After months of refraining from writing about this, I’m going to put it out there. Like so many other folks, my life is touched by addiction. Someone I care very much about is an alcoholic. I have hesitated to write about it because it is painful and I really believe you need to put a lot of thought about what you put on the internet for the whole world to read. The web leaves a deep and enduring footprint, and I don’t what to do anything to harm someone. Words are an important coping mechanism for me, and I am finally writing about it because it will help me to heal, and I think I can do it in a way that maintains the privacy of the addict. This post is about me really and not about the alcoholic. I need to do this, and I may never write about it again. It is a tiny step and yet, such a giant leap for me. Will you hold my hand while I jump from the curb?
An open letter to my friend, the alcoholic:
I love you, I really do, but your disease casts a wide reaching net that has pulled me under and practically drowned me in recent months. I keep thinking you’ll hit rock bottom and make a change, but that hasn’t happened despite everything you’ve lost this year. After months of butting my head against the wall and picking up the pieces each time you fall, I have finally learned that I can’t “fix” you. Only you can fix you. However, I can fix myself, and I need fixing. After your most recent brush with disaster, I have hit my “rock bottom”. You see, I realize this disease makes the non-addicted sick, too. And I’m sick and tired of being sick and tired. You have not chosen recovery, but I have. My recovery starts today.
I will stop driving by your house every day, wondering what condition you’re in. Little clues like whether your lights are on just fuel my overactive imagination. Sitting at home at night, wondering if this is the day it gets the best of you is making me physically ill, and I have to find a way to stop that. I have to stop making myself a hostage to my worries. I can’t let this disease consume me, too. I will not clean up any more of your messes. You must face the consequences of whatever problems you create with your drinking, or you will never have a chance to get well. Conversely, you can truly own your victories, too.
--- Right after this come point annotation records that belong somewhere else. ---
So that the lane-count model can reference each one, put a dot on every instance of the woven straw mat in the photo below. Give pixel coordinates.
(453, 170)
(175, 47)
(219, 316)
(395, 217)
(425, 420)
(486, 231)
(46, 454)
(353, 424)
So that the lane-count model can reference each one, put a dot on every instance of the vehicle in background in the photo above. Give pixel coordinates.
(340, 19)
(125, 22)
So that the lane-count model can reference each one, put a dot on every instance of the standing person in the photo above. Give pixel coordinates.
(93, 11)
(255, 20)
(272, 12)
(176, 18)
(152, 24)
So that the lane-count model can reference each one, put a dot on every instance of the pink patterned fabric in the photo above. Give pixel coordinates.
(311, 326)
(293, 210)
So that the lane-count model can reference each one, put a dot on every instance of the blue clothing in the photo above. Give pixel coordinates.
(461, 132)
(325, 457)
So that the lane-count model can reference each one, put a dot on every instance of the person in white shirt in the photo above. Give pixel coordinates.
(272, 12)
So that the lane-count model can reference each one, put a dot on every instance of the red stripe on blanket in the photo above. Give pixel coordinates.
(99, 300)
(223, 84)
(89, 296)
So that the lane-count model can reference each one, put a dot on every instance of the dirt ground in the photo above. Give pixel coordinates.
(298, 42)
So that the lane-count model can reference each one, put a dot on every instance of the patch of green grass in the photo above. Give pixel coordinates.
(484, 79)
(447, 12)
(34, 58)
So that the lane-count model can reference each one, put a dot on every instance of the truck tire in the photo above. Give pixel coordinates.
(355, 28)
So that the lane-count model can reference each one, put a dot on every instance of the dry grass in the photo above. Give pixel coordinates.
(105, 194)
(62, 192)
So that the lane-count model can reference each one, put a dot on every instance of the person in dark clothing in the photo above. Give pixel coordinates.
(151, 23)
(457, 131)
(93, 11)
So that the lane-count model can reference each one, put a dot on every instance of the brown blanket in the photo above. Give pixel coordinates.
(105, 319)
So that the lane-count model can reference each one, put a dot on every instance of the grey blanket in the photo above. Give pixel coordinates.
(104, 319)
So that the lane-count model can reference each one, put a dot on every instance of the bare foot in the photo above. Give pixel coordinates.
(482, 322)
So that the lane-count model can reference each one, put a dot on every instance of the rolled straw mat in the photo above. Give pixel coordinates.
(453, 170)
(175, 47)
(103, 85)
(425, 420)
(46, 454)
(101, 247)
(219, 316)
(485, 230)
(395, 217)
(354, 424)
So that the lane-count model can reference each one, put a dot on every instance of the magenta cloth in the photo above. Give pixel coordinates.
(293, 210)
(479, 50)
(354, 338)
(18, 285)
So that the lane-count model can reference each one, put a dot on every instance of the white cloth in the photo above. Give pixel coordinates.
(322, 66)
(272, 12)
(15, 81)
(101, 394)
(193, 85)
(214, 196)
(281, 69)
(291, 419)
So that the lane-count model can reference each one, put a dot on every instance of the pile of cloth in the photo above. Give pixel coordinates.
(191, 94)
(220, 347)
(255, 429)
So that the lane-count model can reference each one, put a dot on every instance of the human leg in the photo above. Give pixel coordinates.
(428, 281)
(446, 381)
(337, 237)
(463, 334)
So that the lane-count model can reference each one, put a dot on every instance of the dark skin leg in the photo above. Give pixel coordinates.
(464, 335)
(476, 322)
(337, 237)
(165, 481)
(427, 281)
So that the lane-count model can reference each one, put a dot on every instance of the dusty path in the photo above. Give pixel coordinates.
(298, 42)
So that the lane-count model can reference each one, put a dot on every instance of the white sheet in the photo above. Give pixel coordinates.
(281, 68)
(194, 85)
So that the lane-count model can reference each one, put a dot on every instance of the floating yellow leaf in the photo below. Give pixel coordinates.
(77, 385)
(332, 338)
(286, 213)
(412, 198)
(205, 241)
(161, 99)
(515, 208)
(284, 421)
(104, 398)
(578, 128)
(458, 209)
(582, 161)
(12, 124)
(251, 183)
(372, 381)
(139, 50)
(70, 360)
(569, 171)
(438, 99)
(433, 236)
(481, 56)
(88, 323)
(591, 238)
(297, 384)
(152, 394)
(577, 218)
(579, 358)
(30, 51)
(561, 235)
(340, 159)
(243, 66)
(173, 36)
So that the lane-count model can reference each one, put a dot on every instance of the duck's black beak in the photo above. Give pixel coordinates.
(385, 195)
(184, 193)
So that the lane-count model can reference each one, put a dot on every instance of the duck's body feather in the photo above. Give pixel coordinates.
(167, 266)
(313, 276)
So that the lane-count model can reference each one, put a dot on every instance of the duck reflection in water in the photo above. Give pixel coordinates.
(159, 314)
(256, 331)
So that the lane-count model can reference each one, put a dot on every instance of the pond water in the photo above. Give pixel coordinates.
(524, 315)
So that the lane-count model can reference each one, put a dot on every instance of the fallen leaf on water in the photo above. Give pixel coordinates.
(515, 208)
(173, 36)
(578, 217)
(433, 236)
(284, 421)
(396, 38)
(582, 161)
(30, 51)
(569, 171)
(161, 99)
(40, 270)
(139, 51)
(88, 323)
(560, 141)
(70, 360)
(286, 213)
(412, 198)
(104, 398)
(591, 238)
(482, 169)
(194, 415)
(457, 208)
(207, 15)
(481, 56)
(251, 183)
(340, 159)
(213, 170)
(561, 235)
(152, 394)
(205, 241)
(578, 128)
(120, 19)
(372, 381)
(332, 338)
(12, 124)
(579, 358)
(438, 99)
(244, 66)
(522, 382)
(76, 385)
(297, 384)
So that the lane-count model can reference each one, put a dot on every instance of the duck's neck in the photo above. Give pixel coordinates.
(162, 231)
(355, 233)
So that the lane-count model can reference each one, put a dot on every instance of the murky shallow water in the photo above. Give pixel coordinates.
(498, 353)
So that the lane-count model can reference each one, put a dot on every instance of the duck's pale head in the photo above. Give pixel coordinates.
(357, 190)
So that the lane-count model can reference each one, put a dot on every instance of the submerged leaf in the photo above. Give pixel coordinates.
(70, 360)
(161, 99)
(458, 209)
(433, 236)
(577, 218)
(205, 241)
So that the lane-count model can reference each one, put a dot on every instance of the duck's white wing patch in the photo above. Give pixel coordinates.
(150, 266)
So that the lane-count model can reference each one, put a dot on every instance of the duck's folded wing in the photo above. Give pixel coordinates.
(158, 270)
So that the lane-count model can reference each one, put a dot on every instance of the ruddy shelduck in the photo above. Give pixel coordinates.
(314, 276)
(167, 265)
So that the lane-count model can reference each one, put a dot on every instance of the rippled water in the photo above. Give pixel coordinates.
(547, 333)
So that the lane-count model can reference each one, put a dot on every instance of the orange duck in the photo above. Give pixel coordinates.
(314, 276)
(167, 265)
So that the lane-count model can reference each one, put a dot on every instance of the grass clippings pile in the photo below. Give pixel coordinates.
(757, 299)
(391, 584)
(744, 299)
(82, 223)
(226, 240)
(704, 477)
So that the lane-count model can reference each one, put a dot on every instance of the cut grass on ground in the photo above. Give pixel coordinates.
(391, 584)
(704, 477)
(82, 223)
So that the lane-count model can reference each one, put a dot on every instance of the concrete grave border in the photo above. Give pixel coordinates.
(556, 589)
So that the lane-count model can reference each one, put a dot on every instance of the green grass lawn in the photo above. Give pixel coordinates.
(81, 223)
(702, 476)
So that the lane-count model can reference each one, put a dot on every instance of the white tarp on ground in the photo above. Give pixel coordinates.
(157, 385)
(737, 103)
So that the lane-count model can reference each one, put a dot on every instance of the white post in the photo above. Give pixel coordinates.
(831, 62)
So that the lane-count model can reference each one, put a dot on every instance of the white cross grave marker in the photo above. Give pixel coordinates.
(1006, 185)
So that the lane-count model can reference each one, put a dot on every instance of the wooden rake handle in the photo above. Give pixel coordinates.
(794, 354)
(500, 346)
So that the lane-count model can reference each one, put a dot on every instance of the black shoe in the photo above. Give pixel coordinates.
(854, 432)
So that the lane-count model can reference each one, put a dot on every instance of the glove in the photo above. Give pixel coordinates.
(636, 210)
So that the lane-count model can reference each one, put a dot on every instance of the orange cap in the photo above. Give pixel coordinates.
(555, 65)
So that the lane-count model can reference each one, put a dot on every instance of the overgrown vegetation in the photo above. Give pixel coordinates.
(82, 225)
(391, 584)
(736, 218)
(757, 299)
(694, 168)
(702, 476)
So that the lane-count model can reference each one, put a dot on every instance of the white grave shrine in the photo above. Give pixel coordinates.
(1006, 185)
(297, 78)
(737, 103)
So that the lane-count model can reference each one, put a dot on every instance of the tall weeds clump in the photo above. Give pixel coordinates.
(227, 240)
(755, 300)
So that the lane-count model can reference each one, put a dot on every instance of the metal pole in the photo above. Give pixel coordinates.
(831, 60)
I have found a support group full of wonderful people who will help me to put some control back into my life. I’m hoping they can help me find some peace and help me to let go of this anger I’m feeling toward you right now. I didn’t ask for this disease. I never wanted it, and yet I’m suffering from it. Is this how someone feels when they find out they’ve caught AIDS from a lover they trusted? Betrayed in a life changing way? You know, I realized yesterday that sometime in the last few weeks I unknowingly accepted your alcoholism as a terminal illness, a disease that’s in its last stages. I was driving down the road, heard a song on the radio and thought that it would be appropriate for your funeral. That thought horrified me, and I almost had to pull over to the side of the road. I wept for the second time that day.
In recent weeks I’ve struggled with my running. Inexplicably I lost my endurance and my breath and then it occurred to me that I was dragging my heart around and yours too on those solitary runs, replaying the hurt over and over in my mind, mile after mile. It was wearing me out. Today I ran and forced myself to think about other things. I felt stronger than I had in a long time.
You and I have been friends for years. I don’t want that to end, but I can’t witness the destruction from the front row anymore. I have to step back. I will still love you, and I will only be an arm’s length away, but I will be focused on my recovery. That probably sounds mean and selfish to people who have never been in my shoes, but those who have been will understand completely.
We’ve taken vacations together and talked a lot over the years about the other places we’d like to travel to together some day. We’re at a crossroads in our friendship right now, and we may be headed in different directions. I know which path I’m taking, and I wish you would travel down the same road. Let this be our next journey together, without the margaritas this time. If not, I will grieve for you, but I will stick to my path. I love you deeply my friend, and that love will not end. My support for you will not end, but MY journey begins today.